Jack will become a reader too, before long, in the Royal Navy, if not in the Merchant Service. There are schools now for seamen as well as soldiers. There is also a much higher practice of observation, and of scientific study and reporting, in our navy than at any former time: and the humblest seaman may take an interest, and perhaps give assistance, in these matters, if he has intelligence and good taste enough to do so.

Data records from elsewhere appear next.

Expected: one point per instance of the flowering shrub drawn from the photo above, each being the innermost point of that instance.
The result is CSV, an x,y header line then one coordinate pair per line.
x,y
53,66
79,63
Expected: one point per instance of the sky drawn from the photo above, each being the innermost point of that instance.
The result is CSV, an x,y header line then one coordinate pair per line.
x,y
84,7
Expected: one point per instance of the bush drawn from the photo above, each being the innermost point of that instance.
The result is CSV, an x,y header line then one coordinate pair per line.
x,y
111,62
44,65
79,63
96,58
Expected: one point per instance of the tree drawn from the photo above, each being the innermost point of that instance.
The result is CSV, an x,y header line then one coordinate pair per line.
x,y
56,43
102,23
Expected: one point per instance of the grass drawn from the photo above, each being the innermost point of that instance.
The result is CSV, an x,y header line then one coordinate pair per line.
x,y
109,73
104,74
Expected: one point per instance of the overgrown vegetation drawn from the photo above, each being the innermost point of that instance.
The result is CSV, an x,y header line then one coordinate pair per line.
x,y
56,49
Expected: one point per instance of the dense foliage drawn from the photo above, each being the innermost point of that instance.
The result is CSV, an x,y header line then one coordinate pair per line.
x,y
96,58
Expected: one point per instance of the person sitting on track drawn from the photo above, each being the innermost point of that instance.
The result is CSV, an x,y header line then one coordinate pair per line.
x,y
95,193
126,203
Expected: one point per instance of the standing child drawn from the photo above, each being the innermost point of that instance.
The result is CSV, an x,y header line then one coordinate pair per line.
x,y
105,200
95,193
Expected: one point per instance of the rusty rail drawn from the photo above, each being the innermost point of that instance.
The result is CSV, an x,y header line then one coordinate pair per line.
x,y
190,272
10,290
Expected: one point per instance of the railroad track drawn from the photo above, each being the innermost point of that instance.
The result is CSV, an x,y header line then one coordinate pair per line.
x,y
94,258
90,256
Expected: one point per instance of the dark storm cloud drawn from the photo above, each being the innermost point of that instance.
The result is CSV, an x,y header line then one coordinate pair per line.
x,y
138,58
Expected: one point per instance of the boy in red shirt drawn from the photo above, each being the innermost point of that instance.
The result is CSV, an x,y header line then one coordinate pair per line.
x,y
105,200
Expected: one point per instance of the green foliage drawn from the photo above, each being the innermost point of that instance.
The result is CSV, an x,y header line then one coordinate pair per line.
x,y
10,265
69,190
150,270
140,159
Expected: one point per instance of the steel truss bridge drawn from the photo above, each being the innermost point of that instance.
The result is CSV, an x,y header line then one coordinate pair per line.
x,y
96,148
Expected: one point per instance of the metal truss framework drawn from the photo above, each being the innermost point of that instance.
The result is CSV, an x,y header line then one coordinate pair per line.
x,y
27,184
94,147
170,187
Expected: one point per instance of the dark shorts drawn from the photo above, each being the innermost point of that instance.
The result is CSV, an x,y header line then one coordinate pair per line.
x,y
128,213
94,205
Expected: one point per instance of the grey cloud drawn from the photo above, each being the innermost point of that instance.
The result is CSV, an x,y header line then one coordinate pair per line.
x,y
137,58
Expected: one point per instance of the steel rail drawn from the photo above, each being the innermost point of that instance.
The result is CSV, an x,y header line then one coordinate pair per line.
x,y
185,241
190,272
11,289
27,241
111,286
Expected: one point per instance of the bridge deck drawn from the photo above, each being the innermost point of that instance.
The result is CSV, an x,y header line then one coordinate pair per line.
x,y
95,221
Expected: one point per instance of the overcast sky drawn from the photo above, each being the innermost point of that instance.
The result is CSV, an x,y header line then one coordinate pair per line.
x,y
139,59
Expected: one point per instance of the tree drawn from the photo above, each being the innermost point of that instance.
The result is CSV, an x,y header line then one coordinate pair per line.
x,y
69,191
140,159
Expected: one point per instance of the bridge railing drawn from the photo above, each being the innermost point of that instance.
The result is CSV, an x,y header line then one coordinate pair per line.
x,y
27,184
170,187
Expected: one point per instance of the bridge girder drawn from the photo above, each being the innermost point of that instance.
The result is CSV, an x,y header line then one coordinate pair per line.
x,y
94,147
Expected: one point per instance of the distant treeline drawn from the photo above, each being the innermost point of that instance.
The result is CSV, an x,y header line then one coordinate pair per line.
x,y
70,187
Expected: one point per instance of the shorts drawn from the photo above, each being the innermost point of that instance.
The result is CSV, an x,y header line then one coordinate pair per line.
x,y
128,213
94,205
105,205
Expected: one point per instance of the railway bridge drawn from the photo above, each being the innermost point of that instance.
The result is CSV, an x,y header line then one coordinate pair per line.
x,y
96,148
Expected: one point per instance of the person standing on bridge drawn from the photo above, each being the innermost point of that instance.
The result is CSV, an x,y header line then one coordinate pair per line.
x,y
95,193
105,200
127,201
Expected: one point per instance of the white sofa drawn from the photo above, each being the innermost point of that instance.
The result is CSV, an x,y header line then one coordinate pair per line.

The great peril to his health—that which outweighs all others put together—arises from his own weakness. I need only refer to his too common behaviour on first coming ashore after a long voyage. He wastes his health in excess of every kind, and his money in silly extravagance, and his reputation in wild follies. He is sadly weak and wild sometimes in remote countries, where he may contrive to land; and the ship’s surgeon gravely laments such opportunities of Jack’s playing the fool; but nowhere is he more grossly imprudent than in the first place in England where he goes ashore. Who can tell how many of our promising young seamen have poisoned their whole afterlives by excesses for which there is no excuse?

Or, if our seamen believed formerly that there was some excuse for them, they cannot say so now. There are so many Seamen’s Homes now open in our ports, so well-provided with comforts at an economical rate, and offering such advantages in their banks for securing savings at once, that a sailor who puts himself in the way of sickness and sorrow on his arrival at home can only hang his head in bitter shame. And there I leave him.

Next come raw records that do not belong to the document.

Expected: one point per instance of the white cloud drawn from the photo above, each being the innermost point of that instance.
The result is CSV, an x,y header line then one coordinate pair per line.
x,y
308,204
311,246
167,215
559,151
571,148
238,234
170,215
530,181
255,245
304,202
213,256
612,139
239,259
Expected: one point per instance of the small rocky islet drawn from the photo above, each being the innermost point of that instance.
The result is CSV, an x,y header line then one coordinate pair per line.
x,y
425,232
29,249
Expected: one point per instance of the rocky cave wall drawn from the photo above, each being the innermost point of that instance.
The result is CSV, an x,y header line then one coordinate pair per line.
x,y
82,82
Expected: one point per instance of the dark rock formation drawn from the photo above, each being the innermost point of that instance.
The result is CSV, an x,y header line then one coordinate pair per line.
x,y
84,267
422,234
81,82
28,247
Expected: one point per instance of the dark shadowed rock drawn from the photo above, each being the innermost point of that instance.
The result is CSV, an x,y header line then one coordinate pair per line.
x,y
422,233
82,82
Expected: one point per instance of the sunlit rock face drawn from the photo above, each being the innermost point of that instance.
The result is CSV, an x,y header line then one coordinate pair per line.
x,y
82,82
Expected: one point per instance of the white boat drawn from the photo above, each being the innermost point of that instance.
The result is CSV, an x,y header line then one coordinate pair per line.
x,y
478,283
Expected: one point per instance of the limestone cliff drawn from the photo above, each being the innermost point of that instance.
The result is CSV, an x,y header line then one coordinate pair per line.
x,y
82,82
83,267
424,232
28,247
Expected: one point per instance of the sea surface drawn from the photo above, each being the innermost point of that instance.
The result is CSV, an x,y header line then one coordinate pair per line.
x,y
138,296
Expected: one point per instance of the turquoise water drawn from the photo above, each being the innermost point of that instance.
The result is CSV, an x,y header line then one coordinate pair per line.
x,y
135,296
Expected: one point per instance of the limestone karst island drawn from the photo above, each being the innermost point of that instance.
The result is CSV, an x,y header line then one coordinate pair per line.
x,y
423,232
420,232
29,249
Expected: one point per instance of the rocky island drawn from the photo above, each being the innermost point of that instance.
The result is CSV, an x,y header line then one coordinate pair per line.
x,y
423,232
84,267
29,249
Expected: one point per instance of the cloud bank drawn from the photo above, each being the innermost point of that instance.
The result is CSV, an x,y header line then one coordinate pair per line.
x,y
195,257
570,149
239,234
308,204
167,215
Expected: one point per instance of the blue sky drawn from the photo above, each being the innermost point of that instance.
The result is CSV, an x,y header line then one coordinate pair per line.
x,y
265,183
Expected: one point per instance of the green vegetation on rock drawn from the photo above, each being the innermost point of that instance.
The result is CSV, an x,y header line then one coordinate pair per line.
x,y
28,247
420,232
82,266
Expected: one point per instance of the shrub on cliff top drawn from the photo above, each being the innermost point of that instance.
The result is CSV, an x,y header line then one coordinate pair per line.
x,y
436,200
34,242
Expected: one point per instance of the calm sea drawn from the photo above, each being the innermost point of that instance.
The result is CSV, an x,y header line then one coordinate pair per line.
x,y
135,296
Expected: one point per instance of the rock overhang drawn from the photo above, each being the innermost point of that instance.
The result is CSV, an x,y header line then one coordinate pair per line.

As for the wiser ones, who use the Homes, and take rational care of their health and fortunes, they will certainly admit that their lot in life is, on the whole, a good one. Sailors are generally and strongly attached to their profession; and landsmen can easily understand what charms it may have. It has also involved some hardships so serious, that we cannot wonder that some prejudice should hang about the service in the Royal Navy at this day. Instead of describing these, it is necessary only to point out the reform which is to begin on the 1st of April next. As in the army, it is only the lowest scamps who will after that be subject to the lash. Offenders will have a trial by court-martial on board, and the punishments will be more varied, and better graduated. The commander has power to judge and punish summarily in urgent cases; but crews will be protected from the hasty humours of ill-tempered captains, and be under the jurisdiction of a court, like landsmen. There will be no new license for them, but, rather, increased strictness against neglect of duty, desertion, and misconduct before the enemy, as well as bad language and misbehaviour at all times. It is for Jack so to conduct himself under the change as to afford no occasion to prejudiced persons to wish to re-establish the unchecked power of the lash.

I say nothing of the cruelties we too often hear of as practised on board merchant vessels by others besides American captains. A seaman who puts himself in the way of such treatment, when the Royal Navy is open to him, with all its security, its comforts, its increased pay, and its pensions and rewards, may get such redress as the law affords, but will not be so pitied as if he had not made a foolish choice of an employer. It has been quite true that the merchant service yielded higher pay; and it is always true that it takes Jack a long time to understand new arrangements: and thus it is that we have not nearly so many seamen as we want. But this mistake will be mended. The new advantages of the naval service will become known and believed in our ports, and discussed in our Sailors’ Homes, and then England will have a body of defenders in her seas as full of health and vigour as they have always been of zeal and love for their country.

Harriet Martineau.

  1. Dunlop’s “Hunting in the Himalaya.” Chap. 5th.